The Exchange Server Stress and Performance (ESP) tool is also very useful. Although it sounds like a clone of the ELG, it has slightly different functions. The ESP tool simulates large numbers of client sessions and includes support for a wide variety of protocols that Exchange uses. You can run ESP from a single client, but it’s best to run it from multiple clients in different network segments for the most realistic testing results. The ELG is also available in both 32-bit and 64-bit versions. With this tool, however, you use the version that’s most suited to the client machine that you’re running on—not the server.

If you’re unsure about the I/O capacity of the desk hardware for the system on which you’re installing Exchange Server 2010, the Microsoft Exchange Server Jetstress tool can help. Jetstress simulates the type of I/O load that the Exchange database produces when multiple users access it. Currently, there are three versions—two for Exchange Server 2007 (32-bit and 64-bit) and a 64-bit beta version for Exchange Server 2010. The final version for Exchange 2010 will support earlier versions of Exchange as well.

A common test for Exchange Server is to determine if the system is accessible from the outside. Instead of running this assessment yourself, Microsoft can do some of the work using the Web-based Exchange Remote Connectivity Analyzer. This tool performs a variety of Exchange service tests from Microsoft servers to yours that include ActiveSync connectivity, Exchange Web Services, Office Outlook connectivity and inbound/outbound Internet email verification.

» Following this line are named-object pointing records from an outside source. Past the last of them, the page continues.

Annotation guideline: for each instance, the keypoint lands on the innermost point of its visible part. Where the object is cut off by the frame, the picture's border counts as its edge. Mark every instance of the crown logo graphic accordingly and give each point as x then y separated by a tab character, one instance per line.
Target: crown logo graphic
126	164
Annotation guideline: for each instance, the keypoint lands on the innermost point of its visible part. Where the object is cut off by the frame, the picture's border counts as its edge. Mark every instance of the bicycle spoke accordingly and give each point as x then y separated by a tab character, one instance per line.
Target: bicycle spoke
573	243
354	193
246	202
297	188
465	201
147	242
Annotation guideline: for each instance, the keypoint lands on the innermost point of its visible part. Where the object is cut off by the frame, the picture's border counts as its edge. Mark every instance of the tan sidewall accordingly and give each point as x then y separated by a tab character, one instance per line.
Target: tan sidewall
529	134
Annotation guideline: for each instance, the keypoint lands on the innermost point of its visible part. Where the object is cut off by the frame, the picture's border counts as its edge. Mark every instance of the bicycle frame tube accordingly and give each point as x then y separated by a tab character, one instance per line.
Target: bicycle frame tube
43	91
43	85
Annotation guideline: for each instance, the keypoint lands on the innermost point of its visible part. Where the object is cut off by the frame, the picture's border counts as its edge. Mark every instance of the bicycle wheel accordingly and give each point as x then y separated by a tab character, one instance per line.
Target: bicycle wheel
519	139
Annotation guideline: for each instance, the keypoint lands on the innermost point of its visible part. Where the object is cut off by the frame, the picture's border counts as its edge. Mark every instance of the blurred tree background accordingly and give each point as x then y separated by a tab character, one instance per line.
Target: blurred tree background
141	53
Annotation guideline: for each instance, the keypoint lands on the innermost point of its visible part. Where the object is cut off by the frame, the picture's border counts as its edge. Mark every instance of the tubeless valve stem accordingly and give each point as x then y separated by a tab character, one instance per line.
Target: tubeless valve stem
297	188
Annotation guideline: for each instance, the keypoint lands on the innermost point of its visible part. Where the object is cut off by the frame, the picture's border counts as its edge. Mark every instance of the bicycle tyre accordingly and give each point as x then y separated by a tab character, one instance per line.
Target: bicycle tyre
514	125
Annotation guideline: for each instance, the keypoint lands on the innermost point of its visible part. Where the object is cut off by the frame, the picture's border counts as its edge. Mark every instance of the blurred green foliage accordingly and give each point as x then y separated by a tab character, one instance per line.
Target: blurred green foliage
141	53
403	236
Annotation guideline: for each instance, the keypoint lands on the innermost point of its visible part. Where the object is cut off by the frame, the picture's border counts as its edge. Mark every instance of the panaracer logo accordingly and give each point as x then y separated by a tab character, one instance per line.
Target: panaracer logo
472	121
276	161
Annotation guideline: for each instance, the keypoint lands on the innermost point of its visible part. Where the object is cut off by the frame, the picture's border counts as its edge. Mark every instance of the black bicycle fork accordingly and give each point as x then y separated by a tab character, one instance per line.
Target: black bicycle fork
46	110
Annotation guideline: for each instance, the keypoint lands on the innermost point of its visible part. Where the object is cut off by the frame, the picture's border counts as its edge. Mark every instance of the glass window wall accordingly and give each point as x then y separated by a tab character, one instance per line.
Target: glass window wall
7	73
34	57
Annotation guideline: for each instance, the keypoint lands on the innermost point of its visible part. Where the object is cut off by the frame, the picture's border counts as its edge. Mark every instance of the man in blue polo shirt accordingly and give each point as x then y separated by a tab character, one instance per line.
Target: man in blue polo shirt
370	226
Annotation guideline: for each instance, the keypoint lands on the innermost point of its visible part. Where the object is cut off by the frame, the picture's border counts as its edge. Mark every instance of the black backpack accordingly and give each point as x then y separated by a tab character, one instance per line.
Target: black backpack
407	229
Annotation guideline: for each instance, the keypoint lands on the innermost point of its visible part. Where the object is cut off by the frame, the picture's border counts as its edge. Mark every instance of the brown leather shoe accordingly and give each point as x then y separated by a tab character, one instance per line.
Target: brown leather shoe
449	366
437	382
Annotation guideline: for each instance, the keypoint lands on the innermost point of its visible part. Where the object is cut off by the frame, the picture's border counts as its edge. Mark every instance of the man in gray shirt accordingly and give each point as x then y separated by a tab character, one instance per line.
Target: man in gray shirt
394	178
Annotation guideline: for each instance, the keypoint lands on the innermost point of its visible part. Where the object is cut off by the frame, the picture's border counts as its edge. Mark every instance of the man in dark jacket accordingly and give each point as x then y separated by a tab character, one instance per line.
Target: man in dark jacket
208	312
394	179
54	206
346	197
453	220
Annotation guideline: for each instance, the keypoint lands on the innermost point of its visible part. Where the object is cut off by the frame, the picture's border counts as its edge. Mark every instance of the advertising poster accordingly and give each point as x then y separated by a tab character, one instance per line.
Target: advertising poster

Load-Testing Exchange Server
In addition to testing Exchange Server’s functionality, you have to know whether or not a given Exchange server setup can withstand its intended operational load. Each third-party vendor has different views on how best to do this. Reading vendor white papers can help you parse out the tool that works best for your needs in varying situations.

Storage vendor EMC’s paper on Exchange Server 2010 performance validation and test results examines how its CLARiiON storage product can help server performance. It also contains some helpful advice and capacity-planning strategies, such as how to compute the amount of server resources you need to support a specific number of users as well as which is more important in your organization—I/O throughput or capacity. The dichotomy between those two variables isn’t always well-understood, but it’s a crucial part of putting together an Exchange Server installation; the more redundancy and disks you add to a system, the more throughput, but the cost is that much more disk space.

VMware’s paper on scaling Exchange Server 2007 with VMware virtualization focuses on how Exchange Server runs under VMware, instead of on bare metal. Although this is about Exchange 2007 and not Exchange 2010, it does emphasize the building-block approach to Exchange resources. It also looks at how this approach is easier to implement in a virtualized environment.